Winter is a wonderful time to visit Scotland, and offers the perfect soft and clear light to photograph the landscape and enhance its colours.
There are fewer tourists at this time of year; it is a pleasure to walk in the rolling farmland and hills, and to enjoy the unspoilt beaches and coastal scenery. Classic beach holiday villages with attractive self-catering cottage accommodation are Kippford and Rockcliffe on the Solway, which are very popular in the summer. But winter is also a good time to observe the local wildlife and one of the greatest natural spectacles here is to watch the flocks of barnacle geese that come down in September from Svalbard in the Arctic Circle to winter in the Solway salt flats.
The Galloway town of Castle Douglas takes its name from nearby Threave Castle which is a formidable fortress tower built in 1369 by Archibald the Grim, a notorious leader of the warlike Black Douglas clan. The castle lies on an island in the River Dee, and is reached by a short ferry crossing over the fast flowing salmon river. Other outstanding castles in the region include Caerlaverock which stands on the banks of the Solway Firth and was built to defend the Scottish southern border with England. A well kept secret is the deciduous oak forest around Loch Trool, scene of an epic battle and famous victory by Robert the Bruce against invading English forces in the 14th century.
This part of Scotland is also home to many of Scotland’s early Christian sites, including Whithorn, Dundrennan Abbey and Sweetheart Abbey in the town of New Abbey which house the remains of Lady Devorgilla the founder of this cistercian abbey and her beloved husband John Balliol, who established the college in Oxford University that bears his name.No visit to Dumfries and Galloway would be complete without sampling its rich local agricultural produce; there is an excellent range of organic cheeses available in the village of Beeswing (which takes its name from a famous racehorse) at the Loch Arthur Creamery. Most of the local butchers also take great pride in telling you from exactly which local farm their lamb and beef is sourced; my personal favourite is TH Carson in Dalbeattie which has a formidable array of prizes for quality products ranging from haggis to pies and sausages.

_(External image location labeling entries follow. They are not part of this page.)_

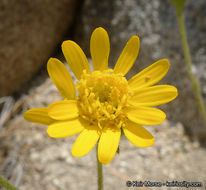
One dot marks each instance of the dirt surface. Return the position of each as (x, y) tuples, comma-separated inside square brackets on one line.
[(34, 161)]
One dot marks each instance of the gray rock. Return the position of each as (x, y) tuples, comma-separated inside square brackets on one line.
[(29, 33), (156, 24)]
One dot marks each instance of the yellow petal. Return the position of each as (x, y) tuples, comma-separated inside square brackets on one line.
[(138, 135), (63, 110), (128, 56), (38, 115), (85, 141), (75, 57), (61, 78), (99, 48), (146, 115), (61, 129), (108, 144), (149, 76), (153, 96)]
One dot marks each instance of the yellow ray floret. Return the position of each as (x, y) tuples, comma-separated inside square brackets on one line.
[(105, 102)]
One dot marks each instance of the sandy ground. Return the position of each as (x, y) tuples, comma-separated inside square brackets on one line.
[(34, 161)]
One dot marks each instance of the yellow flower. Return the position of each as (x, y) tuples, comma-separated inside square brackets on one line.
[(103, 101)]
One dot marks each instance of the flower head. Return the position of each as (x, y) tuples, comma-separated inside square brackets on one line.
[(104, 101)]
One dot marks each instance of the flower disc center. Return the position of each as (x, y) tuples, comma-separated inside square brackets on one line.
[(102, 96)]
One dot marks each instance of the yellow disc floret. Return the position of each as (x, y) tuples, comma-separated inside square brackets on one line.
[(102, 97)]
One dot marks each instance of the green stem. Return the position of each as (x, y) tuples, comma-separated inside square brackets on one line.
[(99, 173), (194, 81), (6, 184)]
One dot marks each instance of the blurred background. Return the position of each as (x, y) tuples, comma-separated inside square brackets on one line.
[(32, 31)]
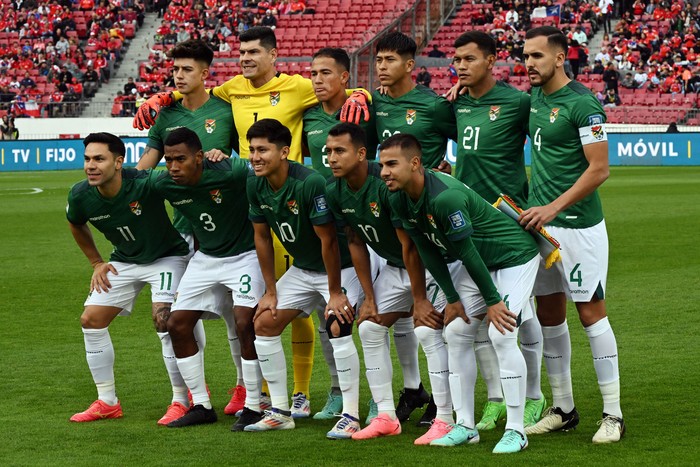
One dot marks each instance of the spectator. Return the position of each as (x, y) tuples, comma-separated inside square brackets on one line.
[(436, 52), (424, 77), (611, 99), (611, 77)]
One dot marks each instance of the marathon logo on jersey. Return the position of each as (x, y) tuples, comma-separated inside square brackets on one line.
[(135, 207), (553, 114), (410, 116), (321, 203), (457, 220), (215, 196)]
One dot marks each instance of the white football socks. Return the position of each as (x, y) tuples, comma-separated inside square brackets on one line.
[(462, 363), (252, 379), (347, 362), (274, 369), (488, 363), (192, 371), (513, 374), (605, 362), (100, 357), (378, 365), (406, 344), (176, 381), (557, 358), (438, 371)]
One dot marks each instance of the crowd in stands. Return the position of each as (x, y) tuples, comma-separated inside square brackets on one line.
[(55, 53)]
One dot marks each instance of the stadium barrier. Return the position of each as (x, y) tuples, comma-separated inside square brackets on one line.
[(665, 149)]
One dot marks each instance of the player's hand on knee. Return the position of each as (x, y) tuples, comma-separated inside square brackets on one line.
[(342, 309), (501, 317), (215, 155), (424, 314), (368, 311), (147, 112), (355, 108), (100, 282), (455, 311)]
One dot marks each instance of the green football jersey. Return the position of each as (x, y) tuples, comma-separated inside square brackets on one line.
[(560, 125), (419, 112), (292, 212), (317, 124), (217, 207), (134, 221), (368, 212), (490, 146), (457, 220), (213, 123)]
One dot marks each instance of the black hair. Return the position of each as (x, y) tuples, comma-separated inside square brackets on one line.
[(264, 34), (272, 130), (483, 41), (339, 55), (114, 143), (555, 38), (357, 134), (186, 136), (195, 49), (397, 42)]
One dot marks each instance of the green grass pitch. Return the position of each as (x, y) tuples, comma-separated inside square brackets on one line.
[(653, 219)]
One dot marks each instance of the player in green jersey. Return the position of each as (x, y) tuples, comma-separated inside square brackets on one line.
[(492, 120), (329, 75), (407, 107), (569, 162), (359, 200), (214, 201), (446, 218), (211, 118), (147, 249), (290, 199)]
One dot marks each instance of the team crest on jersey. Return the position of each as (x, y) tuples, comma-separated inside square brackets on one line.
[(135, 208), (553, 114), (410, 116), (598, 132), (374, 208), (293, 206), (215, 196)]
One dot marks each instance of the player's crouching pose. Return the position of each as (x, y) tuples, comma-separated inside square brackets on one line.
[(147, 250), (445, 217), (290, 199), (214, 201), (359, 200)]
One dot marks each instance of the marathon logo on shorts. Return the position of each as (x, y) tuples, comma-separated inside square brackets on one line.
[(293, 206), (135, 207), (553, 114), (410, 116), (457, 220), (321, 203), (215, 196)]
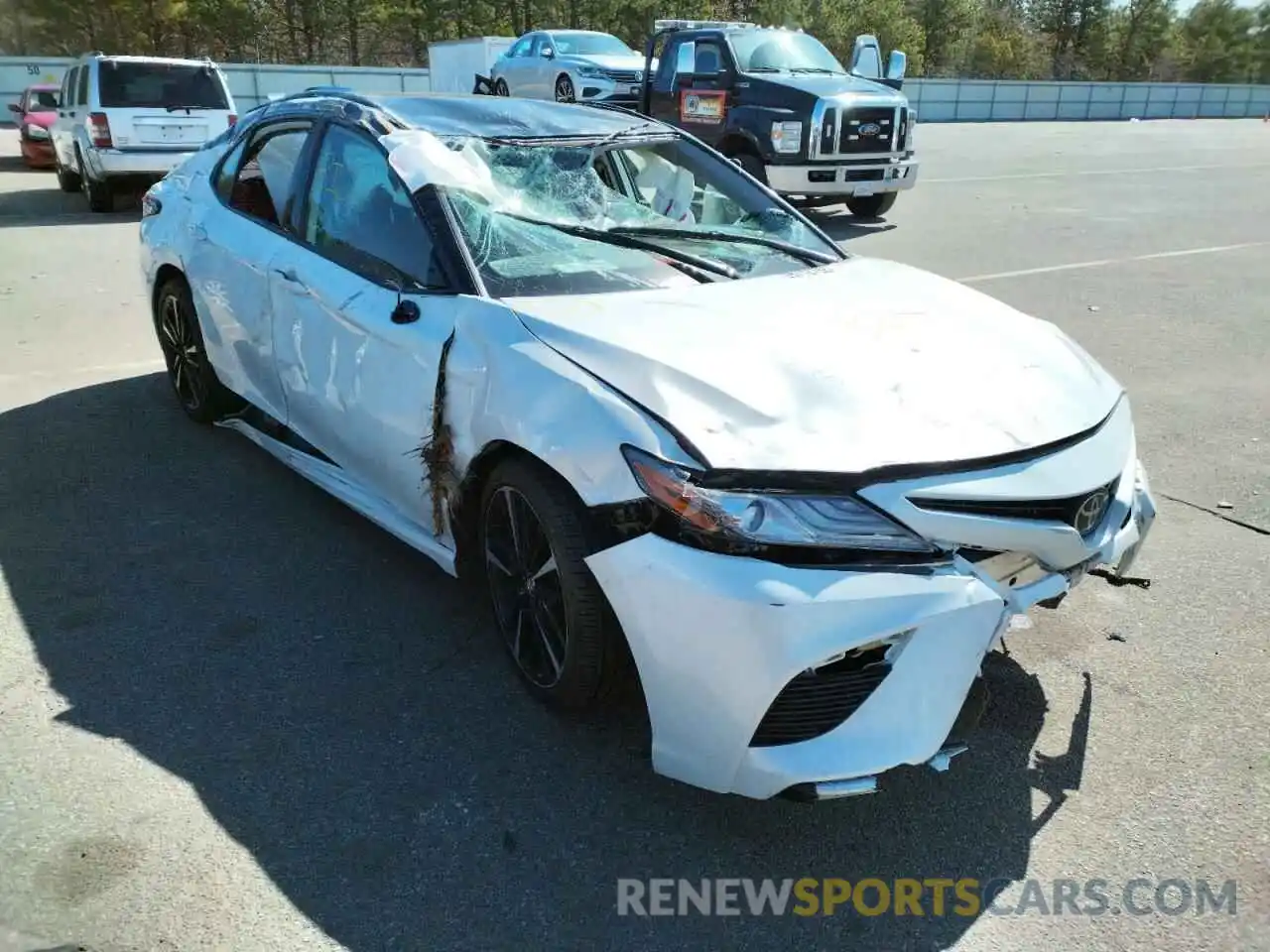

If the weather permits, then there are several excellent golf courses to choose from in the region, including a scenic course at Colvend and a championship links course at Southerness. The village of Carsethorn along the coast from Southerness attracts many visitors from the USA, as it houses a small museum to the village’s local hero, Admiral John Paul Jones. The museum is in the gardener’s cottage for the Arbigland Estate, where John Paul Jones was born and brought up, before he emigrated to North America, later becoming the father of the American Navy during the American War of Independence against Britain – a different kind of 18th century Brexit.